Open Source Repository

The repo is public, full build transcripts included: 194 raw session files under .code_my_spec/conversations, synced by a pre-commit hook. Every failure in this teardown is in there. This case study was mined from those transcripts.

View on GitHub
Elixir / Phoenix
Language
331 (0 failures)
Tests
5
Wallaby Journeys
194 files
Transcripts Committed

The Dev Story

The Good, The Bad, and The Ugly

One 110-word prompt to a green BDD suite in 4 hours 12 minutes. Overnight, browser QA filed 35 issues and dispatched its own fixers while I slept. Day two: I spotted the missing customer persona at demo time and commissioned it in one sentence. Day three: live UAT, real Stripe, and a stranger from Reddit stress-testing it.
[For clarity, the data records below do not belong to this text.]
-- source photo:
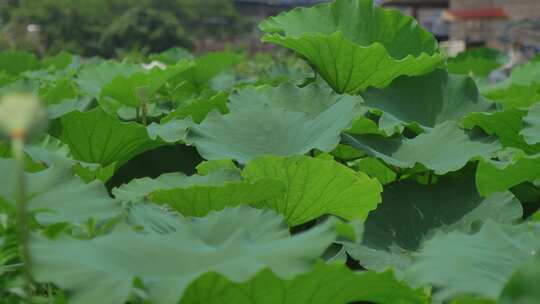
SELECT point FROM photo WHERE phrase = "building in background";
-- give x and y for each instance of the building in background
(503, 24)
(428, 12)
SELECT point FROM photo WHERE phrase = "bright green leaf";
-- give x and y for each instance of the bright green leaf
(444, 149)
(316, 187)
(235, 243)
(353, 44)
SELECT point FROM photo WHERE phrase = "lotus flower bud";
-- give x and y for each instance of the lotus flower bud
(21, 116)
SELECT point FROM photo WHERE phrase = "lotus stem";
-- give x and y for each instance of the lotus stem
(17, 148)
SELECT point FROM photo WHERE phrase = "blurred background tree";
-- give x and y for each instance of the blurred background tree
(111, 28)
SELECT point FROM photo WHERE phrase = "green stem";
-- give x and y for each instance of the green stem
(144, 111)
(17, 148)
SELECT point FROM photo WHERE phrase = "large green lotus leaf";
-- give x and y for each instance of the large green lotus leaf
(354, 44)
(206, 67)
(427, 100)
(171, 131)
(513, 167)
(93, 76)
(97, 137)
(253, 131)
(236, 243)
(127, 89)
(521, 89)
(377, 169)
(477, 61)
(479, 264)
(522, 288)
(197, 195)
(410, 213)
(312, 99)
(531, 132)
(58, 91)
(198, 108)
(340, 286)
(199, 200)
(506, 125)
(57, 195)
(444, 149)
(16, 62)
(316, 187)
(50, 152)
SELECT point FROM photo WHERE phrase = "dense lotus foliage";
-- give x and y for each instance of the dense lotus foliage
(370, 168)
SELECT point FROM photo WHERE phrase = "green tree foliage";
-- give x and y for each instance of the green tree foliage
(113, 27)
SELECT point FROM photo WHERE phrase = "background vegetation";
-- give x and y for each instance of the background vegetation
(111, 28)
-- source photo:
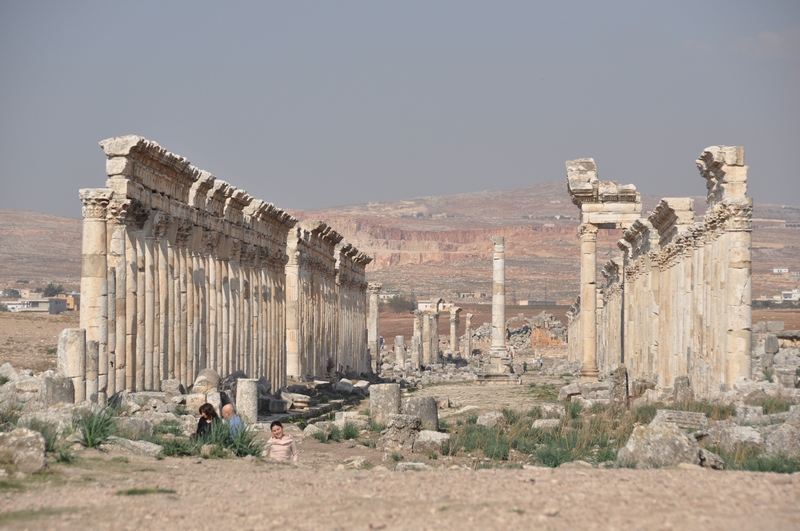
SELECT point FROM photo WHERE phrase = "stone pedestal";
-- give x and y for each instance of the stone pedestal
(384, 400)
(247, 399)
(423, 407)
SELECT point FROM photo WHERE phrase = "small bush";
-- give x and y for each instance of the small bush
(48, 431)
(350, 431)
(95, 426)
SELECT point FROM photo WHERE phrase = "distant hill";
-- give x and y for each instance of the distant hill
(434, 246)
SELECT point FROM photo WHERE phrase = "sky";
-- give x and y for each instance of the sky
(321, 104)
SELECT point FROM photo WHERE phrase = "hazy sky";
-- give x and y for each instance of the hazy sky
(313, 104)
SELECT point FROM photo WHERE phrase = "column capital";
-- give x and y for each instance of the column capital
(95, 201)
(588, 232)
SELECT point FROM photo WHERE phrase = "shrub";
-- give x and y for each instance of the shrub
(95, 426)
(48, 431)
(350, 431)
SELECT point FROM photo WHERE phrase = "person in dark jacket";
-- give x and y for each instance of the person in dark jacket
(207, 416)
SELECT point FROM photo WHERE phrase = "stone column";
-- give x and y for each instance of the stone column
(247, 399)
(416, 340)
(588, 234)
(399, 350)
(384, 400)
(373, 326)
(498, 349)
(469, 334)
(454, 344)
(94, 278)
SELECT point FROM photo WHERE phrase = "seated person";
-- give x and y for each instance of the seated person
(235, 423)
(281, 447)
(207, 416)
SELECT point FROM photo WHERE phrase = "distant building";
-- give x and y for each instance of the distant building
(793, 295)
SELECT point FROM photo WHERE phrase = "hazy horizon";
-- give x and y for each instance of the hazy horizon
(320, 105)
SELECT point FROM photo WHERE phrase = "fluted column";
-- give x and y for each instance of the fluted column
(94, 280)
(588, 234)
(373, 326)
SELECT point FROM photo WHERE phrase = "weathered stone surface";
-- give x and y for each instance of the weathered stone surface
(400, 433)
(404, 467)
(491, 419)
(731, 437)
(423, 407)
(194, 401)
(659, 445)
(384, 400)
(134, 427)
(207, 381)
(55, 390)
(683, 419)
(430, 442)
(343, 386)
(553, 410)
(8, 372)
(24, 449)
(546, 424)
(568, 391)
(135, 447)
(783, 440)
(247, 400)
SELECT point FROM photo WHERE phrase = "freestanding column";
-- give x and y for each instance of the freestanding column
(416, 340)
(372, 326)
(94, 279)
(498, 349)
(588, 234)
(454, 346)
(469, 334)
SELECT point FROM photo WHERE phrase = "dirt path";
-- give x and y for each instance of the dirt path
(240, 494)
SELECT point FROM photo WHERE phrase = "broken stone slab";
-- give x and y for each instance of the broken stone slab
(660, 445)
(56, 390)
(490, 419)
(423, 407)
(568, 391)
(343, 386)
(404, 467)
(546, 424)
(732, 437)
(134, 427)
(685, 420)
(384, 401)
(24, 449)
(207, 381)
(194, 401)
(428, 442)
(400, 433)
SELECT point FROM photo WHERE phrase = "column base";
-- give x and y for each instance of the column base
(589, 374)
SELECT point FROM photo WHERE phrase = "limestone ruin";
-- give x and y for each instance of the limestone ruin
(677, 303)
(182, 271)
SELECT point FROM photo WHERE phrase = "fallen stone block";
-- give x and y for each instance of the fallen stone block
(24, 449)
(659, 445)
(685, 420)
(546, 424)
(428, 442)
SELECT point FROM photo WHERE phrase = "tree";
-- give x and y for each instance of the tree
(400, 304)
(51, 290)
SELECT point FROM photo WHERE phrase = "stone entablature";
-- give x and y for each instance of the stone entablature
(682, 300)
(182, 271)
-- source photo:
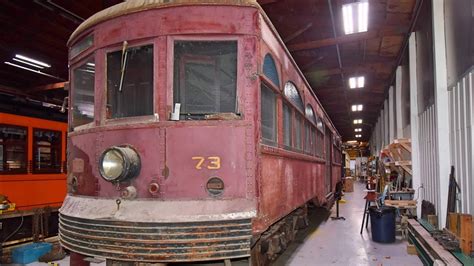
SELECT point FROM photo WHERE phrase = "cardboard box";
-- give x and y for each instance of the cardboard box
(349, 184)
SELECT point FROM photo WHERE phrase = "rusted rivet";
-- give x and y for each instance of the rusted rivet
(153, 188)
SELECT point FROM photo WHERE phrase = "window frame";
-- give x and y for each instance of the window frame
(103, 101)
(275, 91)
(24, 170)
(171, 40)
(59, 148)
(277, 68)
(302, 115)
(82, 60)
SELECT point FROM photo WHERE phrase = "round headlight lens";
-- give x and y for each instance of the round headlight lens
(119, 163)
(112, 165)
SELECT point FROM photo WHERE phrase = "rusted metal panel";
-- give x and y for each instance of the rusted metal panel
(133, 7)
(285, 184)
(164, 242)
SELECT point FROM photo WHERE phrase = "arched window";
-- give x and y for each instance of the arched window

Plenty broke along the way.

  • 110-word prompt to a green BDD suite in 4h12m: research, 2 personas, 15 stories, ~100 spex, 146 tests
  • Research agents corrected my own brief: the competitor I named does not exist; they identified the real one
  • Browser QA ran itself: 35 issues filed, fixed, and re-verified agent to agent; a critical authz hole fixed in 8 minutes
  • QA caught what specs could not: a dropdown that no-opped in real browsers, a cleaner who could export the company's payroll, a booking dated 2020
  • The missing customer side went from one sentence to a QA'd public booking funnel in 2.5 hours
  • The real Stripe sandbox caught a Live-adapter bug on the first charge; cassette tests caught a webhook replay vulnerability
  • Guardrails held: agents escalated instead of routing around permission blocks, and confessed their own messes unprompted
  • Fable orchestrated 172 subagents; I typed 0.4% of the characters (3,923 vs 1,027,791)

Three days. Two prompts: 110 words to start, one sentence for the customer side. Twenty-one stories across three personas, 143 BDD spex, 331 tests, real Stripe payments, and a live UAT. Two UAT passes, one donated by a stranger on Reddit. I typed 0.4 percent of the characters; Claude Fable 5 orchestrated 172 subagents through the rest. That's the loop that ships.